As their only child she had to replace the male heir for her father who introduced her to the duties of a squire and whose love for Knole House, representing to her permanence and security, she adopted. However she could never inherit it because of her sex. Therefore in The Edwardians Knole revives in Chevron as well in its physical features as also in the customs cultivated there.
The relationship towards her mother was torn between hatred and love, the last overweighing. Vita was not to dwarf her own beauty or question her value system. Therefore Vita tended to suppress her feminine side and adopt traits of masculine courting behaviour. Lady Sackville-West was a major model for the aristocratic ladies in The Edwardians, where Vita also dealt with the mother-daughter relationship of the Edwardian age.

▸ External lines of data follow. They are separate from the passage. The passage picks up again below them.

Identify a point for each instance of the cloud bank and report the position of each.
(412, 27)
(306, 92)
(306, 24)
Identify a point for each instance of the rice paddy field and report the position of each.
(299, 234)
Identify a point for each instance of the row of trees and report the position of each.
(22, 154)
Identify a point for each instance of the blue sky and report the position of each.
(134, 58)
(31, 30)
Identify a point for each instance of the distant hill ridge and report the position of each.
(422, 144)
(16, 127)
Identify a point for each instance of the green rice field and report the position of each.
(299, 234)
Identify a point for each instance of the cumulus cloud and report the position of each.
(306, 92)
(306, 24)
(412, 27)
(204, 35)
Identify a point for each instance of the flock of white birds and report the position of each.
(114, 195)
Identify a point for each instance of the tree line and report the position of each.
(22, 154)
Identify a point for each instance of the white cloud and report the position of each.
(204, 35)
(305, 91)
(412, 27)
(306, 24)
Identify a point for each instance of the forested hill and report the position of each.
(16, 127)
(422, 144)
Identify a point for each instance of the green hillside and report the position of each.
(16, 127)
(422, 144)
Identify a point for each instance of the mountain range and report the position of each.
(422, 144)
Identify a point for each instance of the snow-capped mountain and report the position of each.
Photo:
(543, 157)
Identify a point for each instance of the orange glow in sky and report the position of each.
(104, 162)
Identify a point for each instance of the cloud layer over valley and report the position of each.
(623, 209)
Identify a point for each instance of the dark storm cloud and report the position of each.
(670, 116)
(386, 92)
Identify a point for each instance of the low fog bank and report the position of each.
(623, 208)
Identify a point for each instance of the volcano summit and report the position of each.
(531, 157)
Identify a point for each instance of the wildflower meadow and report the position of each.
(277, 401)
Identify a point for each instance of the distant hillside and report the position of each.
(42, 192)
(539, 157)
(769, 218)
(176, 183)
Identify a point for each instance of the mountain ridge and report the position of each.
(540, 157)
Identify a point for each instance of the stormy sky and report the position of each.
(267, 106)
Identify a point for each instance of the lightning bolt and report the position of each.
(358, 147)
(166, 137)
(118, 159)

Vita’s personality was embossed by dualities. Those can be seen in her relationships, her conception of gender, and herself being torn between conformity to traditions and genetic inheritance and her wish for self-determination. This is mirrored in the characters of Sebastian and Viola in The Edwardians.

== Critical reception ==
In general, the book received positive reviews and sold well: 30,000 copies were sold in the first six months in England, and 80,000 copies in the first year in the United States.

=== Review highlights ===
See references.

Positive:

- Clear picture of pre-war fashionable English society
- Brilliant comedy of manners
- Vivid atmosphere
- Good integration of “real people” + celebrities

Negative:

- Autobiographical facts → Artistic reality not convincing enough: Sebastian + Leonard Anquetil not as “artistically [...] alive” as the Duchess of Chevron, Viola, Lady Roehampton, Theresa and her husband, the servants + Lord Roehampton’s discovery of the intrigue
- Exaggeration in depiction of English aristocracy → Edwardian elite painted too “black”
- Has “overstepped the limits of fair comment [in the depiction of] ... the follies and falsities of the old regime”

The 2016 edition by Vintage Classics contains an introduction by Kate Williams which is marred by editing errors such as a confusion of the dowager duchess Lucy with Romola Cheyne.